FOR IMMEDIATE RELEASE
July 08, 2021
ALBUQUERQUE – Throughout human history, honey bees have come to symbolize hard work, community, politics, and faith. This important eusocial flying insect is presented in the exhibit “What’s the Buzz? Why Honey Bees Matter,” opening on July 23 at the New Mexico Museum of Natural History & Science.
“What’s the Buzz?” takes a closer look at bees in culture and religion, their migration history, the physiology and anatomy of bees, and the future of honey bees and their connection to agriculture.
The exhibit explores how humans for thousands of years have kept honey bees for food and other bee products. For instance, early humans mastered not only the ability to hunt for honey in natural beehives, but they also maintained their own colonies of honey bees for reliable supplies of honey and beeswax.
“What’s the Buzz?” also examines the critical role bees play in the growing of crops, pollinating about a third of the plants that produce food for human consumption, including nuts, melons, and fruits, and how a shortage of bees threatens that vital role.

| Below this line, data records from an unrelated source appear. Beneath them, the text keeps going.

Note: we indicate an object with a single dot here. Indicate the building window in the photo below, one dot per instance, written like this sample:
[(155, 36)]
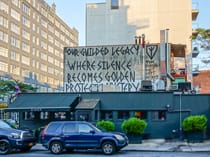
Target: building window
[(60, 115), (4, 7), (3, 66), (3, 51), (25, 21), (4, 36), (106, 115), (28, 115), (159, 115), (25, 73), (14, 69), (3, 22), (15, 42), (26, 35), (114, 4), (25, 47), (123, 115), (15, 56), (26, 9), (15, 15), (140, 114), (25, 60), (44, 115)]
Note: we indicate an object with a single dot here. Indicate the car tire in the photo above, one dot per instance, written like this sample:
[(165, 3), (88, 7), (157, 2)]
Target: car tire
[(108, 148), (56, 147), (5, 147), (27, 149), (69, 150)]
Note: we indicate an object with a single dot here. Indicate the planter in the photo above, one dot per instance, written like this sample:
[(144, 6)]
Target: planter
[(134, 139), (194, 137)]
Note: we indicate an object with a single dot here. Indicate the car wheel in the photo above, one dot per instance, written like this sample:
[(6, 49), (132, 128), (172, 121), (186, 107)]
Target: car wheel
[(69, 150), (108, 148), (56, 147), (5, 147), (26, 149)]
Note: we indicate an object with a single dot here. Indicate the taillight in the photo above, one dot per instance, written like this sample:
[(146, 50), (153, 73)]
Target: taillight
[(43, 132)]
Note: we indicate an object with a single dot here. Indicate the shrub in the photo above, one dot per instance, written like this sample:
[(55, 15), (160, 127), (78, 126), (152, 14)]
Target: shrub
[(134, 126), (195, 123), (106, 125)]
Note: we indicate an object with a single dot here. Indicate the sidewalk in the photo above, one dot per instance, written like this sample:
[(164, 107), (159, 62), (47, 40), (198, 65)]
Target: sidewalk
[(172, 146), (160, 145)]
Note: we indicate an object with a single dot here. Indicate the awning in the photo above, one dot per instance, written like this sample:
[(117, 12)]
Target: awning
[(88, 104), (43, 102)]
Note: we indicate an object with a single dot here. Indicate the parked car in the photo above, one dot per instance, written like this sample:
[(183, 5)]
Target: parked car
[(70, 135), (12, 138)]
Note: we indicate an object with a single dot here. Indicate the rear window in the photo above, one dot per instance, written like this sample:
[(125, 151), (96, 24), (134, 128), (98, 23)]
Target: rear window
[(53, 127)]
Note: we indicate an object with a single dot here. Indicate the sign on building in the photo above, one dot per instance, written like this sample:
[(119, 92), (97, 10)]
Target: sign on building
[(107, 68)]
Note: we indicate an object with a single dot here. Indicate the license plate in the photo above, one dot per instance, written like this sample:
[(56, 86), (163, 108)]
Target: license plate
[(30, 144)]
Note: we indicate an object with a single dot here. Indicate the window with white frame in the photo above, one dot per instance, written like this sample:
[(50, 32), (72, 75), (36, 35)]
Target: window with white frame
[(15, 14), (3, 66), (43, 45), (159, 115), (15, 28), (50, 28), (50, 49), (25, 73), (15, 42), (3, 36), (3, 22), (57, 43), (57, 33), (43, 56), (25, 21), (25, 47), (43, 23), (26, 35), (25, 9), (28, 115), (4, 7), (15, 56), (57, 24), (50, 70), (50, 38), (57, 63), (14, 69), (114, 4), (43, 34), (50, 59), (57, 53), (43, 67), (3, 51), (44, 115), (25, 60)]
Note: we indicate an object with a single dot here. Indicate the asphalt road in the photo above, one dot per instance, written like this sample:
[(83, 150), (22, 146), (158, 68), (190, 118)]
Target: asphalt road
[(122, 153)]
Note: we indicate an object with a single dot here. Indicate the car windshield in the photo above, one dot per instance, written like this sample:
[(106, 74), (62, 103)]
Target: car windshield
[(5, 125)]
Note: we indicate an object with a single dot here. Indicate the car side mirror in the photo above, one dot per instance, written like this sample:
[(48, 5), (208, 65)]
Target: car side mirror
[(92, 131)]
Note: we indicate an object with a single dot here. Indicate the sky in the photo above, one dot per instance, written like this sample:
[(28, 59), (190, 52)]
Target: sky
[(72, 12)]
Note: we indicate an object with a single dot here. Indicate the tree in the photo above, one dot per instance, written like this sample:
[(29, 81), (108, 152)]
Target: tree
[(202, 36), (9, 88)]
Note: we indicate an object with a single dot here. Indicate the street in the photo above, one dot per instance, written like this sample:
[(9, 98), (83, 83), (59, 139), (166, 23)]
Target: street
[(35, 153)]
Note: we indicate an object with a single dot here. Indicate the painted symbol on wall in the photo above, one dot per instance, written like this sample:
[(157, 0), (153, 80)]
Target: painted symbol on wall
[(151, 51)]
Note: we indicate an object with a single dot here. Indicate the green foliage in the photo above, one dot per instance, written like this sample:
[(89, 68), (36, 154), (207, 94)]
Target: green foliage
[(195, 123), (6, 86), (106, 125), (203, 36), (134, 126)]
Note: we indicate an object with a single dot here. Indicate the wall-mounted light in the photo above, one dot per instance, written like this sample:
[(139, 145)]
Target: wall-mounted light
[(168, 106)]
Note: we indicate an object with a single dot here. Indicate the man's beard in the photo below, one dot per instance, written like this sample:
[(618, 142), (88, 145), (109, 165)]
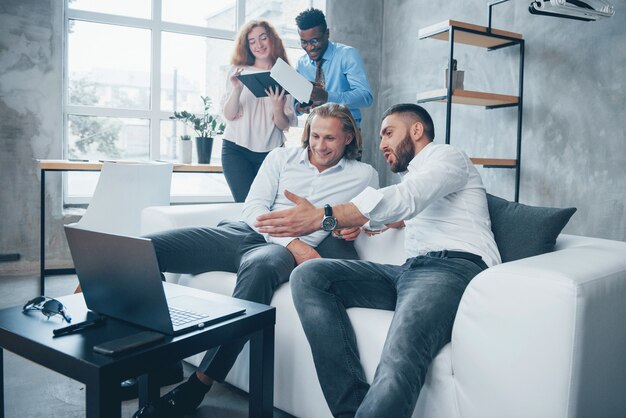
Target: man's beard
[(404, 154)]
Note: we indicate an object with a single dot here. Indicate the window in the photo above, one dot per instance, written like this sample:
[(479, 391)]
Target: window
[(130, 64)]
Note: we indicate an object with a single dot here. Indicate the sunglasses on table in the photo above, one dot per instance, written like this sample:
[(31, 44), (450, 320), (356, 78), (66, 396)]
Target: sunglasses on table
[(48, 306)]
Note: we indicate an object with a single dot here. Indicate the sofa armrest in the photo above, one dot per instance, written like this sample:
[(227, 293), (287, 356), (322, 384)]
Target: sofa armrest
[(161, 218), (544, 336)]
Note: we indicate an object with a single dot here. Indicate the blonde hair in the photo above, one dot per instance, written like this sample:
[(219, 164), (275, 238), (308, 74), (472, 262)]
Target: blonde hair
[(242, 54), (348, 126)]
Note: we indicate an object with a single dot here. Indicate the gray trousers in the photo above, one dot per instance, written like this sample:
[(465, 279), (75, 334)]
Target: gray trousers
[(261, 268)]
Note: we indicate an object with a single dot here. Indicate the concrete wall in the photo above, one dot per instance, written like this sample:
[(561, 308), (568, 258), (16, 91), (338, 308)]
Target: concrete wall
[(573, 151), (574, 129), (31, 125)]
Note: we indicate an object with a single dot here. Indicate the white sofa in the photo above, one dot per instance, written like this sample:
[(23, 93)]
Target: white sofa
[(541, 337)]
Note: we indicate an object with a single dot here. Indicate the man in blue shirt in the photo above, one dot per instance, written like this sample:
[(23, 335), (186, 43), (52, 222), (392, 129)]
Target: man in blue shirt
[(336, 70)]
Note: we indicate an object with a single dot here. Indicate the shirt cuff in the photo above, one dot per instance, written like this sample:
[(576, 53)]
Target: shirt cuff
[(284, 241), (366, 201)]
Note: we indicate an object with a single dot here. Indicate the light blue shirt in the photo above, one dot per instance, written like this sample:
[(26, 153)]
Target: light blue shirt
[(290, 168), (345, 77)]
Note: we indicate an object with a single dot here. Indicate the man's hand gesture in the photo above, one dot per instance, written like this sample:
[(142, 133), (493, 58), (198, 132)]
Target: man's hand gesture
[(302, 219)]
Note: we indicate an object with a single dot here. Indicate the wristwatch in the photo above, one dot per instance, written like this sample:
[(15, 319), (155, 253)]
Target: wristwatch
[(329, 222)]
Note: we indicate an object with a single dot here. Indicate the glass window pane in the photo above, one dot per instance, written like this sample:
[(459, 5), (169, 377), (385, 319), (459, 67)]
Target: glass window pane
[(281, 14), (108, 66), (133, 8), (207, 14), (294, 54), (170, 143), (94, 138), (193, 66)]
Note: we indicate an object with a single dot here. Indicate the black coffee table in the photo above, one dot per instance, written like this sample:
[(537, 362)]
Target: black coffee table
[(30, 336)]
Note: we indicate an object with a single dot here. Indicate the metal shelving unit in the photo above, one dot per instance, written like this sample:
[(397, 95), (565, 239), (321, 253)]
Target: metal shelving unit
[(492, 39)]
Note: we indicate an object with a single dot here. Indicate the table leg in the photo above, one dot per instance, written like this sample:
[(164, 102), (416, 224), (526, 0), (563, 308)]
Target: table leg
[(42, 234), (149, 389), (262, 373), (103, 398), (1, 383)]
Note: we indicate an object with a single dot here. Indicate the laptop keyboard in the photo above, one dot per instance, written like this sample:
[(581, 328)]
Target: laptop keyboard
[(182, 317)]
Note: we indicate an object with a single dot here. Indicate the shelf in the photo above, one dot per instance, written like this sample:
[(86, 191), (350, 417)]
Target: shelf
[(495, 162), (496, 38), (468, 97)]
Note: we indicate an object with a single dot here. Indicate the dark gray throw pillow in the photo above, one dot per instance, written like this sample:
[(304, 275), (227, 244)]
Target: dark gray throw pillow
[(523, 231), (337, 248)]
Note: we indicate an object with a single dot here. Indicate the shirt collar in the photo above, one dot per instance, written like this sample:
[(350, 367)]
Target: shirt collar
[(304, 159), (328, 54)]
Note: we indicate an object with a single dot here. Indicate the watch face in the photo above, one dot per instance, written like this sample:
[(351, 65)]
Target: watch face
[(329, 223)]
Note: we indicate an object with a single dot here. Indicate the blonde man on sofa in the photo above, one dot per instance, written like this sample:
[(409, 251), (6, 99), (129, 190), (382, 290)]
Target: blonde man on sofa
[(443, 204), (325, 169)]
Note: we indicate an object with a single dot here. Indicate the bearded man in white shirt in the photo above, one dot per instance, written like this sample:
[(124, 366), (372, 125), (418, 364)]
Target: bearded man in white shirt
[(442, 202), (325, 170)]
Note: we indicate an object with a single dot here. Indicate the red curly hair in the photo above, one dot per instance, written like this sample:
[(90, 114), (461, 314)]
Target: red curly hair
[(242, 54)]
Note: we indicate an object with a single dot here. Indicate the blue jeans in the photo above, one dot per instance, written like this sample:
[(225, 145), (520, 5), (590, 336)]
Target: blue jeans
[(240, 166), (424, 293), (234, 247)]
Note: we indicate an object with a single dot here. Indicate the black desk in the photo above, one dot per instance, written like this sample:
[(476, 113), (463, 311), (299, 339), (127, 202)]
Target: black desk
[(30, 336), (66, 165)]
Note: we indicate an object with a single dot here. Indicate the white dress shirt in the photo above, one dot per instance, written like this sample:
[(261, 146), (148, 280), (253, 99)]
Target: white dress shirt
[(289, 168), (253, 126), (442, 201)]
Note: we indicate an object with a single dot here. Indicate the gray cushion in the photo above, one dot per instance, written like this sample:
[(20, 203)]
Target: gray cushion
[(523, 231)]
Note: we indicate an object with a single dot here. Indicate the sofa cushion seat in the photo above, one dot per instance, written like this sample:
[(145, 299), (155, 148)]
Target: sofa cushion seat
[(536, 337)]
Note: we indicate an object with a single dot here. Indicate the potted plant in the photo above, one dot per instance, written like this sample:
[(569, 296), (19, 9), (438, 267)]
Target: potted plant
[(185, 149), (206, 126)]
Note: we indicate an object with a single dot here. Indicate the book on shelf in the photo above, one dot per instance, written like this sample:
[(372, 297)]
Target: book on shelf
[(283, 76)]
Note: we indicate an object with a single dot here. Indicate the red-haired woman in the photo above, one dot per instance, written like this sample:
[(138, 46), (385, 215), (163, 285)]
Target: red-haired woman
[(255, 126)]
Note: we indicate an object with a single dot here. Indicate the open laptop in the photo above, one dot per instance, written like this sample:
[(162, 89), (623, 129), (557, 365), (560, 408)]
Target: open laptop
[(120, 277)]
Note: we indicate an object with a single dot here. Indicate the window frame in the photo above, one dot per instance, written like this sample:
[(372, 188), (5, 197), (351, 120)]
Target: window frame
[(154, 115)]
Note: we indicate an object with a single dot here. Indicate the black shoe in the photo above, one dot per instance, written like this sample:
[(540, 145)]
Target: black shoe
[(169, 376), (180, 401)]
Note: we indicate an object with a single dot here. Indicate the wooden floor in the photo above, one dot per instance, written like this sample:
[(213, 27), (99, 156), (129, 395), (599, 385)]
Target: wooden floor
[(34, 391)]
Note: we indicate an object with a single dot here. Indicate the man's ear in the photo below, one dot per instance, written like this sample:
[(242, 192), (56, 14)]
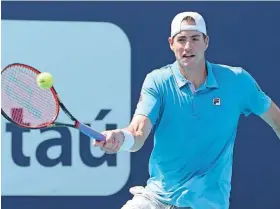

A series of large-scale disappearances of honey bees have occurred during the past 15 years due to a phenomenon known as colony collapse disorder; for example, from April 2014 to April 2015 commercial beekeepers in the United States lost a staggering 42% of their bees.
Within the exhibit, activities for visitors of all ages include the waggle dance (a communication technique for bees), puzzles on bee body types, and a video that uses motion graphics to explain pollination.
“What’s the Buzz?” will be on display until January 2, 2022.
About the New Mexico Museum of Natural History & Science
The New Mexico Museum of Natural History & Science is a division of the Department of Cultural Affairs, under the leadership of the Board of Trustees of the New Mexico Museum of Natural History & Science. Programs and exhibits are generously supported by the New Mexico Museum of Natural History Foundation, through the generous support of donors. Established in 1986, the mission of the New Mexico Museum of Natural History & Science is to preserve and interpret the distinctive natural and scientific heritage of our state through extraordinary collections, research, exhibits, and programs designed to ignite a passion for lifelong learning. The NMMNHS offers exhibitions, programs, and workshops in Geoscience, including Paleontology and Mineralogy, Bioscience, and Space Science. It is the Southwest’s largest repository for fossils and includes a Planetarium and a large format 3D DynaTheater.